Special this week: Humble Bundle Data Analysis & Machine Learning ebooks from O’Reilly Media.
Donate at least $1 US and you’ll be able to download 5 ebooks. If you donate at least $15 US, you will get 15 ebooks! A sample of titles:
- Graphing Data with R
- Learning Apache Drill
- Architecting Modern Data Platforms
AWS
Best practices for Amazon RDS PostgreSQL replication
Contains recommendations for monitoring, configuration parameters, and locking behavior on both the source and the replica instances.
Cloud Vendor Deep-Dive: PostgreSQL on AWS Aurora
An interesting neutral party overview of PostgreSQL on the Aurora implementation. Covers best practices, compatibility with “vanilla” PostgreSQL, monitoring and a host of other topics.
Orchestrate an ETL process using AWS Step Functions for Amazon Redshift
Describes the architecture and overview of a solution that relies on a combination of Step Functions, Lambda, and Batch for building an ETL workflow. There’s a link in the article to a CloudFormation template that will launch the needed infrastructure.
PostgreSQL
Combined Indexes vs. Separate Indexes In PostgreSQL
Excellent discussion on when to create composite indexes as opposed to indexes on single columns.
TRUNCATE vs DELETE: Efficiently Clearing Data from a Postgres Table
You might be surprised which method is faster (at least in this set of tests).
Parallelism in PostgreSQL
PostgreSQL has supported various parallel strategies since version 9.6 and an even broader set of parallel operations came with version 10. This article provides and overview of types of queries that can execute in-parallel.
R
Ten more random useful things in R you may not know about
It’s truly a random list, but a number of these look interesting and helpful.
Software Updates
Anaconda 2019.07
Midyear release of the popular Python environment.

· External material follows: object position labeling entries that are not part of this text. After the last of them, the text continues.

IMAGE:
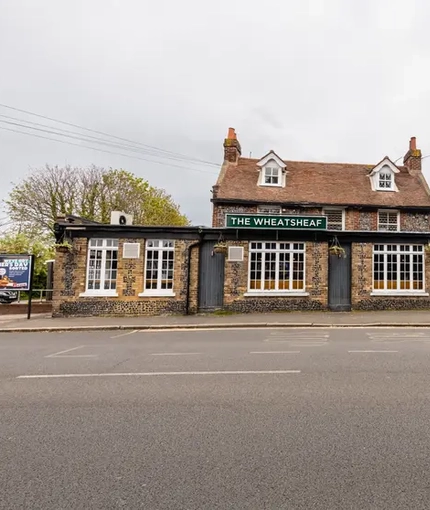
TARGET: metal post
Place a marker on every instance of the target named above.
(30, 292)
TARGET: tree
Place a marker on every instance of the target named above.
(41, 248)
(91, 193)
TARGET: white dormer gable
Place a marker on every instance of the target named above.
(382, 177)
(272, 170)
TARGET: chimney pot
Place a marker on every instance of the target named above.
(412, 159)
(231, 134)
(232, 149)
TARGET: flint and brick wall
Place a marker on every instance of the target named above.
(354, 218)
(362, 284)
(70, 283)
(236, 285)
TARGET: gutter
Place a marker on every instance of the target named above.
(190, 247)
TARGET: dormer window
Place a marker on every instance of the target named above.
(385, 181)
(382, 177)
(272, 171)
(271, 175)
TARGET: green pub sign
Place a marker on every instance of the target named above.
(276, 222)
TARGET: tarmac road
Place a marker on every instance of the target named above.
(243, 419)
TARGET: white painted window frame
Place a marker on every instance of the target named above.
(102, 292)
(160, 248)
(343, 217)
(390, 211)
(386, 165)
(269, 206)
(397, 252)
(391, 180)
(262, 292)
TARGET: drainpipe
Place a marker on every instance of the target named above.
(190, 247)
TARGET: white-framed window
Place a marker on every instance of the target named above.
(276, 267)
(269, 209)
(388, 221)
(385, 180)
(272, 176)
(335, 219)
(398, 268)
(102, 266)
(159, 266)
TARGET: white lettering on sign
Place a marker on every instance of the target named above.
(15, 263)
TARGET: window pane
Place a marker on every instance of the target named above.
(398, 267)
(334, 219)
(277, 266)
(159, 270)
(255, 270)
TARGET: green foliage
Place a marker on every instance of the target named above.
(41, 248)
(91, 193)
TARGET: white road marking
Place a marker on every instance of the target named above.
(59, 354)
(274, 352)
(371, 351)
(174, 353)
(152, 374)
(126, 334)
(307, 344)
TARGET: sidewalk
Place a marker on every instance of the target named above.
(43, 322)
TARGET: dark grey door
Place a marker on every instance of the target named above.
(211, 278)
(339, 285)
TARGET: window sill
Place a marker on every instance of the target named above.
(399, 293)
(157, 294)
(271, 185)
(271, 293)
(98, 294)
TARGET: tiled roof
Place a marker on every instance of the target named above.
(320, 183)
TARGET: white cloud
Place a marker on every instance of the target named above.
(318, 79)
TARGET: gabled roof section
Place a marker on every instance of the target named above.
(268, 157)
(385, 162)
(320, 183)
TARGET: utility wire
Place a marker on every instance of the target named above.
(107, 152)
(90, 138)
(105, 134)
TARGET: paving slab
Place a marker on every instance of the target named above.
(43, 322)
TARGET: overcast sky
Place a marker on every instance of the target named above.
(321, 80)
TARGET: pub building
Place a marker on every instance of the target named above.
(286, 235)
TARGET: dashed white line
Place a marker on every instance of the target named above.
(174, 353)
(126, 334)
(153, 374)
(368, 351)
(59, 354)
(274, 352)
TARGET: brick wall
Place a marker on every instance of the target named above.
(354, 218)
(414, 222)
(362, 284)
(236, 285)
(70, 282)
(219, 212)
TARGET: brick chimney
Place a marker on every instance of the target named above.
(412, 159)
(232, 149)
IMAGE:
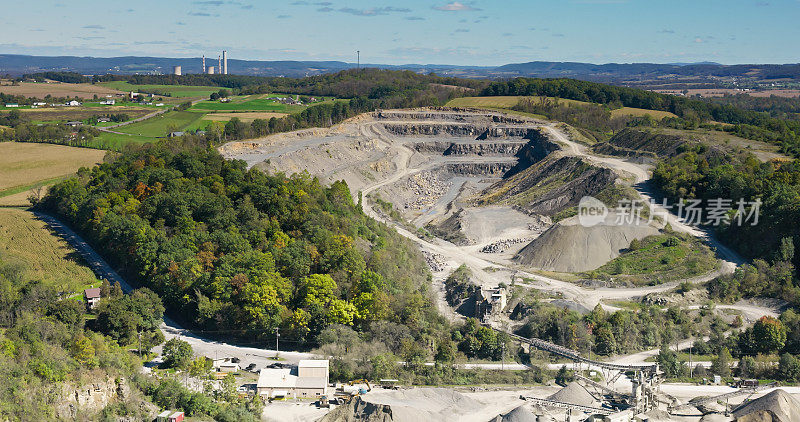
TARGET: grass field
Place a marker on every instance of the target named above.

Jupyter, PyCharm and Pizza
Last week I linked to the release notes for the latest version of PyCharm (2019.2), the popular Python IDE. This article shows how to use the Jupyter notebook integration in that release.
Practices and Architecture
Overview of Consistency Levels in Database Systems
“Isolation levels” is probably a more well-known concept, but as this article explains there are consistency levels (the C in ACID) for database systems as well. I recommend reading anything by Daniel Abadi.
Presto at Pinterest
Presto is a query engine for executing SQL on different data sources. The article above discusses challenges that Pinterest has encountered in using Presto for various uses and how it overcame those.
General Data-Related
The First AI to Beat Pros in 6-Player Poker, Developed by Facebook and Carnegie Mellon
Is no game safe from the AI juggernaut?
Harvard Data Science Review
A new open-access journal sponsored by the Harvard Data Science Initiative.
Salesforce Completes Acquisition of Tableau
That didn’t take long. The acquisition was originally announced on June 10.
This Week in Neo4j – Exploration from Bloom Canvas, Building your first Graph App, Parallel k-Hop counts, Scala Cypher DSL
Technically, last week in Neo4j. A helpful summary of noteworthy posts from the Neo4j blog.
Podcasts
Putting the “science” in data science: the scientific method, the null hypothesis, and p-hacking
This week’s episode from the podcast Linear Digressions.
Simplifying Data Integration Through Eventual Connectivity
This week’s episode from the Data Engineering Podcast.
Upcoming Conferences of Interest
ApacheCon 2019
There’s one in Las Vegas (North America) in September and one in Berlin (Europe) in October.
DCMI 2019 Conference
The Dublin Core Metadata Initiative 2019 Annual Conference. Held this year in Seoul, South Korea.
Classic Paper or Reference of the Week
A Simple Guide to Five Normal Forms in Relational Database Theory
Everyone who designs relational databases ought to be familiar with the concepts in this article. There are higher normal forms (Boyce-Codd normal form anyone?) that have been proposed since Kent’s paper, but these five are the foundation.
Data Technology of the Week
“Apache NiFi supports powerful and scalable directed graphs of data routing, transformation, and system mediation logic.” In other words, one can view NiFi as being an ETL tool, but it offers features like data provenance and back pressure that are not common in ETL tools and these, among functionalities, make NiFi more of a general-purpose data flow processor. NiFi was originally developed by the US National Security Agency (NSA). You can learn more about flow-based programming in this Wikipedia article. Pronounce the name “nye fye”.
Metadata Standard of the Week
Categories for the Description of Works of Art
Created and maintained by the J. Paul Getty Trust, the CDWA is a set of guidelines for describing art, architecture, and other works of culture. One implementation of the CDWA is the Cultural Objects Name Authority.